Atomic-Level Structures of GCAP1 and GCAP2
NMR Structure of Ca2+-Bound GCAP2
Crystal Structure of Ca2+-Bound GCAP1 with Sequestered Myristoyl Group
The x-ray crystal structure of Ca2+-saturated form of GCAP1 (Fig. 2b) showed the N-terminal myristoyl group to be sequestered inside the protein (Stephen et al. 2007). The four EF-hands in GCAP1 (Figs. 1 and 2b) are grouped into two globular domains: the N-domain is comprised of EF1 and EF2 (residues 18–83) and the C-domain is comprised of EF3 and EF4 (residues 88–161). Ca2+ is bound to GCAP1 at EF2, EF3, and EF4, and the structure of each Ca2+-bound EF-hand in GCAP1 (Fig. 2b) adopts the familiar open conformation of EF-hands as seen in calmodulin and other Ca2+-bound EF-hand proteins. Indeed, the interhelical angles for each Ca2+-bound EF-hand in GCAP1 are nearly identical to those of GCAP2 (Fig. 2a) and recoverin. Although the internal structure of each EF-hand in GCAP1 is similar to that of GCAP2, the overall three-dimensional packing arrangement of the four EF-hands is somewhat different in GCAP1 compared to GCAP2. A unique structural feature of GCAP1 is that the N-terminal α-helix (residues 5–15) upstream of EF1 and C-terminal helix (residues 175–183) downstream of EF4 are held closely together by their mutual interaction with the N-terminal myristoyl group (Fig. 2d). Thus, the covalently attached myristoyl group in GCAP1 is sequestered within a unique environment inside the Ca2+-bound protein. The myristoyl group attached to GCAP1 makes contacts with N-terminal residues (V9, L12, and F42) and the C-terminal helix (L174, V178, and I181) (Fig. 2d). In essence, the myristoyl group serves to bridge both the N-terminal and C-terminal ends of the protein, which explains how Ca2+-induced conformational changes in the C-terminal domain (particularly in EF4) might be transmitted to a possible target binding site in EF1. A Ca2+-myristoyl tug mechanism has been proposed to explain how Ca2+-induced conformational changes in EF4 serve to “tug” on the adjacent C-terminal helix that connects structurally to the myristoyl group and EF1. This tug mechanism helps explain how Ca2+-induced structural changes in EF4 might be relayed to the cyclase-binding region in EF1. The Ca2+-induced structural changes involving the C-terminal helix might also be related to Ca2+-dependent phosphorylation of S201 in GCAP2.
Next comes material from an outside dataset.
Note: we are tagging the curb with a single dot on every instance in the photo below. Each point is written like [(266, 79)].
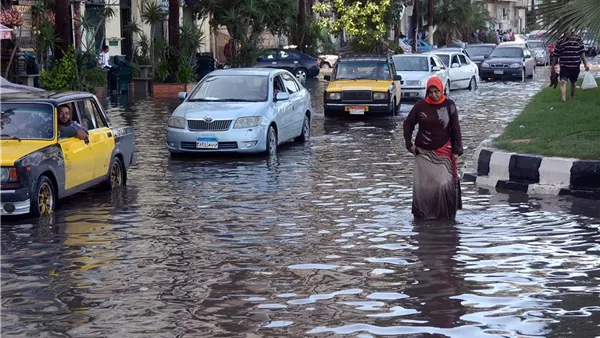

NMR Structure of Ca2+-Free/Mg2+-Bound GCAP1 Mutant V77E
The atomic level structure of Ca2+-free/Mg2+-bound activator form of GCAP1 or GCAP2 is currently not known. The difficulty has been that Ca2+-free/Mg2+-bound GCAP proteins form dimers and higher order protein oligomers that causes considerable sample heterogeneity at high protein concentrations needed for NMR or to make crystals for x-ray crystallography. Ca2+-dependent dimerization of GCAP2 has been suggested to be important for activating the cyclase (Olshevskaya et al. 1999). Protein dimerization was also reported for GCAP1, and GCAP1 mutants that prevent protein dimerization also abolish its ability to activate RetGC, suggesting that dimerization of Ca2+-free/Mg2+-bound activator state might be important for activating RetGC.